И вот там была музыка. Живьем, на потрепанном пианино, вроде простенькое и такое трогательное... Мелодия шла то осторожно, словно на ощупь, то неукротимо ускорялась захлебывающимся вальсом, шла через все три акта, аккомпанируя эмоциям и репликам и словно росла из их ткани. В финале на ее место обрушивалась фонограмма совершенно безумного, адского танго, под которое перед растерянными, охваченными ужасом, нелепыми приятелями, чуть ли не маршируя, шагали умирать прочие персонажи. В центре сцены стремительно вырастала груда тел шекспировского "Гамлета". В наступившей тишине со скорбным пониманием исчезали те, чьим именем названа эта пьеса.
Я смотрела спектакль в мае 90-го, это одно из самых сильных и прекрасных театральных впечатлений.

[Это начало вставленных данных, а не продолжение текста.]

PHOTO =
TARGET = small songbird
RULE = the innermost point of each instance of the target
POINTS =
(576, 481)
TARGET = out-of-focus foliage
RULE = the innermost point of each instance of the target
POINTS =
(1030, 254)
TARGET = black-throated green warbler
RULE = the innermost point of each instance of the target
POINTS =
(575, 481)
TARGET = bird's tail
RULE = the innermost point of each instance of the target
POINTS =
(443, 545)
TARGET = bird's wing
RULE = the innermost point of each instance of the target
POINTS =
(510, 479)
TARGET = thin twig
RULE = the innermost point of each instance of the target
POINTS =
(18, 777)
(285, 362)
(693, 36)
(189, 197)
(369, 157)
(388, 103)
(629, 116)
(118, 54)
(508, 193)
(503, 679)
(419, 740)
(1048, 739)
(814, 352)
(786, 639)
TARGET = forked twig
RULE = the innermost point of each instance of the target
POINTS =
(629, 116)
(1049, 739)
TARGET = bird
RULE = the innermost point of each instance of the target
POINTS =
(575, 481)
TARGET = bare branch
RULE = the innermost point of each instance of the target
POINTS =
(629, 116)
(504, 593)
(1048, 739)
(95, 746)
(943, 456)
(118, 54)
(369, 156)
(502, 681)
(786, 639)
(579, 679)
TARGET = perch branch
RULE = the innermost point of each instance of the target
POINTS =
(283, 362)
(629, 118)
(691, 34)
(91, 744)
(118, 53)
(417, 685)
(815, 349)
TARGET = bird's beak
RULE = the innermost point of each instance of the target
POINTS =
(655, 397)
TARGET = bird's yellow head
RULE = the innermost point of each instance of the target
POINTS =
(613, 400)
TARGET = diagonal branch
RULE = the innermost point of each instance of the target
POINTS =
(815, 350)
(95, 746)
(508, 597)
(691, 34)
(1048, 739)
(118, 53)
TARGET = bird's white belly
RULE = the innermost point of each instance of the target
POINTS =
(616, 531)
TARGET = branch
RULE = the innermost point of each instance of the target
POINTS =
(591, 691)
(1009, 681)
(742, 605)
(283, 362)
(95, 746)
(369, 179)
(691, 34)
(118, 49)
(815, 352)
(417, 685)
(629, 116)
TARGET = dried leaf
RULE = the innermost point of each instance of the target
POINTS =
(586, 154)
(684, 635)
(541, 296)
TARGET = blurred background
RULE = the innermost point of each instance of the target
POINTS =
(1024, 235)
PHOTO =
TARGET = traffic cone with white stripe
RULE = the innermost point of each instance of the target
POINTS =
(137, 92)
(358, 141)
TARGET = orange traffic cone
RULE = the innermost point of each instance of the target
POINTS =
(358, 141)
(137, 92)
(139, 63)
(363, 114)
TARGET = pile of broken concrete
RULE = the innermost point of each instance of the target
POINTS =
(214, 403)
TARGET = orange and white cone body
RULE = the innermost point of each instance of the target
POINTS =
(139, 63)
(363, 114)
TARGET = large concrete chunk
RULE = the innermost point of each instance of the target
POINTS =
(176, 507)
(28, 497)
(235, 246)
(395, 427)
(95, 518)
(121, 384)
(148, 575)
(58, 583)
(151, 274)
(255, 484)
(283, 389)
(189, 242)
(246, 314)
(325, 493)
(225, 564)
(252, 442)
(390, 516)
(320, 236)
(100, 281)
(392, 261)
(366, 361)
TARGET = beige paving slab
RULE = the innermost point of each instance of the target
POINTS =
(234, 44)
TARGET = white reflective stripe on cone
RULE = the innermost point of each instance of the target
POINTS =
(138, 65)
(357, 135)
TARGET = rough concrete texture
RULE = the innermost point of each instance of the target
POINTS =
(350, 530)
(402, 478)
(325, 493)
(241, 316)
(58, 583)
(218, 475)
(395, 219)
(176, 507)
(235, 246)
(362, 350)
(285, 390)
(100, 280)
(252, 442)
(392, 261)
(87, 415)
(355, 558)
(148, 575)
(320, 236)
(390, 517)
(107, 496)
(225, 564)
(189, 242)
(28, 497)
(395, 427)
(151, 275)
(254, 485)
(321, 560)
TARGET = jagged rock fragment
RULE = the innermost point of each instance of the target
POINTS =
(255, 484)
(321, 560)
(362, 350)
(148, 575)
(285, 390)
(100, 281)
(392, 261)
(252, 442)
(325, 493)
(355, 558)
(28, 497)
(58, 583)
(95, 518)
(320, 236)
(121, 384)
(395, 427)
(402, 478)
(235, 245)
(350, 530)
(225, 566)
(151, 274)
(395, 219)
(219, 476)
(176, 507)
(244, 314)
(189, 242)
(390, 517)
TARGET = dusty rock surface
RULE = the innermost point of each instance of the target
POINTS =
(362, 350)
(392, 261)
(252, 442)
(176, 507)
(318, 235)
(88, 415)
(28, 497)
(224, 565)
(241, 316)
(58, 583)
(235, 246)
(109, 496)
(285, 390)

Мои подруги спрашивали в театре, что за музыка звучит в постановке. "Эннио Морриконе,- был ответ. - "Трагедия смешного человека". На пластинке с саундтреком нашелся ведущий мотив. Вот так он звучит в сборнике хитов:
Фильм я потом посмотрела. Но эта музыка навсегда для меня сплелась с неразлучными приятелями с чемоданчиками в руках, плывущем в зале ароматом горячего, крепкого, свежего кофе и невероятной теплой атмосферой спектакля.